Oberlin College senior Christiana Nwofor can count herself among that rare breed of athlete whose talent, dedication and intelligence has made up for years of inexperience. Just two and a half years ago, Nwofor, then a sophomore at Oberlin, took up track and field to become a sprinter. Over the past three seasons, including the one currently under way, Nwofor won recognition twice as an all-star in the National College Athletic Association’s Division III conference in which she competes.
“She has developed into one of our premier sprinters and as a very effective team leader,” says Tom Mulligan, coach of the Oberlin women’s track and field team.
That Nwofor is a top-notch student and researcher helps explain her drive and steely determination to succeed at the challenges she tackles.
“I really work hard,” she says. Her achievements in the classroom as a biochemistry major have won her admission to the Harvard University Medical School, where she will enroll in the fall of 2000. As a junior, Nwofor was inducted into Oberlin’s Phi Beta Kappa chapter for her academic achievements.
The child of Nigerian parents, Nwofor grew up in the French-speaking, West African nation of the Ivory Coast. Although her schools provided her with rigorous academic preparation, they lacked American-style sports programs, which emphasize inter-school competition.
“[My wife and I] were very concerned that track and field would interfere with her studies. But we saw that she was really enjoying herself, and she continued to do well academically,” says Emmanuel Nwofor, Christiana’s father and a banker with the African Development Bank in the Ivory Coast.
Dr. Norman Craig, an Oberlin chemistry professor, credits Nwofor with having the skills and the aptitude that would make her an excellent physician and science researcher. “She has good experimental skills and learns quickly,” he says.
Nwofor worked as a researcher under Craig during the summer after her sophomore year. She will receive co-authorship credit with Craig for an article to be published in the Journal of Physical Chemistry by the end of the year.
“The research was sponsored by a National Science Foundation grant that I hold, and I decide on which students I believe are strong researchers to assist me,” Craig says, noting that Oberlin faculty have only undergraduates available to help them in research.
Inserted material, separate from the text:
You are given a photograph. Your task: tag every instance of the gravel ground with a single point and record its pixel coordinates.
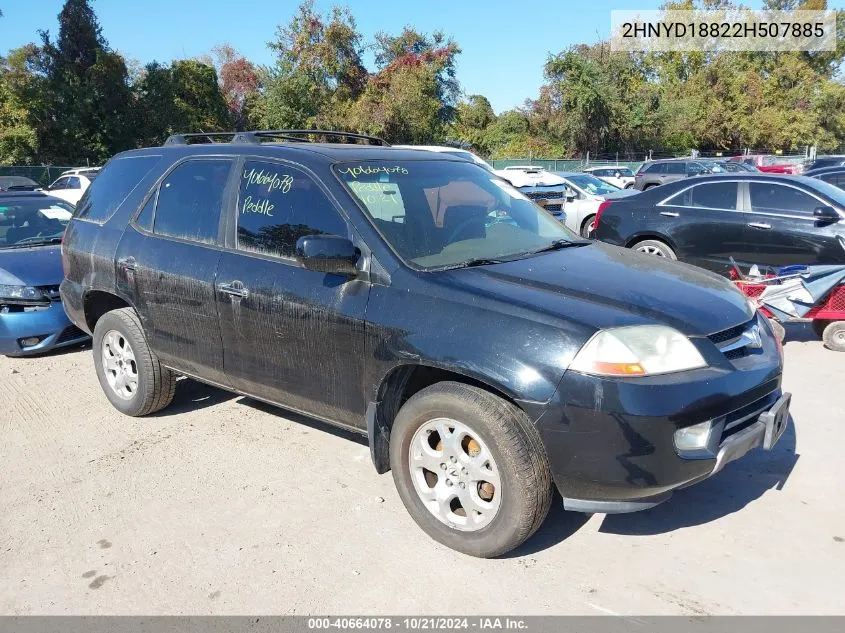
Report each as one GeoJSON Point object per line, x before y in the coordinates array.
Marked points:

“I thought of Christiana as a very good candidate. She writes well and she’s quite able in the laboratory,” he adds.
In addition to summer research at Oberlin, Nwofor spent the summer after her junior year working as a researcher at Yale Medical School. She also has volunteered her time working with children at a hospital in Cleveland.
Mulligan says the dedication and commitment Nwofor brought to track and field is indicative of why she has excelled in the classroom. He adds that it is rare even for people with significant athletic ability to start out in college in track and field and become highly competitive in a short period of time.
“The biggest challenge is having the ability to develop the personal training habits that are going to help you succeed. It means listening to your coach and believing in what you’re hearing. Track is really a sport of preparation and paying attention to details,” Mulligan says.
Nwofor tried out for track and field after having played on the Oberlin women’s volleyball team during her freshman year. Asked to try out for the team by an Oberlin coach, Nwofor says volleyball was another sport that she had not played seriously as a teenager. She later went out for track because she thought she would have more of an opportunity to participate in competition.
“I spent a lot of time sitting on the bench,” Nwofor says of the volleyball experience.
Now in the midst of her last outdoor track and field season, Nwofor has been nursing an ankle injury that has limited her activity since the close of the indoor season earlier this year. Mulligan believes that Nwofor, despite her injury, will be essential to Oberlin winning the conference meet next month.
“We’re knocking on the door of a championship. While we have good talent, you have to have good leadership. [Christiana’s] a big part of that,” Mulligan says.